For local government purposes, since 1 April 2023, the village comes under the unitary authority of Somerset Council. Prior to this, it was part of the non-metropolitan district of Somerset West and Taunton (formed on 1 April 2019) and, before this, the district of Taunton Deane (established under the Local Government Act 1972). Bishop's Hull was part of Taunton Rural District before that.

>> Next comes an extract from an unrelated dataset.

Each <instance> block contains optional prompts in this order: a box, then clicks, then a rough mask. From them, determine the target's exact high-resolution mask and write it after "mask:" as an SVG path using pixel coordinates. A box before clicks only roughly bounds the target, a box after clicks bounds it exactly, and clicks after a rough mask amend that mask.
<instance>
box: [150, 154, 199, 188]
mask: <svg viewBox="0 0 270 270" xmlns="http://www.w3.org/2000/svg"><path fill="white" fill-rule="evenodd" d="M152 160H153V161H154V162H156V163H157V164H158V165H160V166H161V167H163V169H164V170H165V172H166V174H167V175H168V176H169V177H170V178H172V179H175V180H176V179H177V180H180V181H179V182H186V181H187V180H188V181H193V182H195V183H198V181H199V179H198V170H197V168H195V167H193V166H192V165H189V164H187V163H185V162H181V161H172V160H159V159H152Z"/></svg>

It is also part of the Taunton and Wellington county constituency represented in the House of Commons of the Parliament of the United Kingdom. It elects one Member of Parliament (MP) by the first past the post system of election, and was part of the South West England constituency of the European Parliament prior to Britain leaving the European Union in January 2020, which elected seven MEPs using the d'Hondt method of party-list proportional representation.

==Geography==

Netherclay Community Woodland is a woodland with oak, ash, black poplar, dogwood and hazel. It is a local nature reserve.

==Landmarks==

The manor house dates from 1586, with a mid-19th century addition and internal alterations, and further restoration in 1901.

===Rumwell Park===
Rumwell Park house is a Grade II listed rococo mansion dating from 1857. It is located on Stonegallows, between Bishop's Hull and Galmington.

===Rumwell Hall===
Rumwell Hall is an historic manor house now a business centre. A new house on the site was built for Sir Edward Seymour in 1733. The current house was built for William Cadbury and completed about 1815. It was altered in the early 20th century for Charles Leslie Fox J.P. and restored in the late 20th century as an hotel.

===Hospice===

Bishop's Hull is home to St Margaret's Somerset Hospice, which provides palliative care to cancer patients from across the area.

===Frank Bond Centre===

The Frank Bond Centre, established in 1983, is named after its benefactor, a local builder who had two hobbies: collecting theatre organs and keeping exotic birds. He opened his garden once a year to the general public and all money that was raised went to charity. On his death he left his house and garden (now the centre) and land to the community. The land was used for development, some for housing and some for the building of St Margaret's Hospice.

==Religious sites==

The St Peter and St Paul's Church, on Bishop's Hull Hill, which is a Grade II* listed building dating from the 13th century, and has an octagonal tower.

Until March 2005 Taunton United Reformed Church had a church on Bishop's Hull Road, the church was built in 1718 and the building is a Grade II* listed building. After the United Reformed Church in Bishop's Hull closed, services were moved to St Peter and St Paul's Church until 2013 when the United Reformed Church minister retired.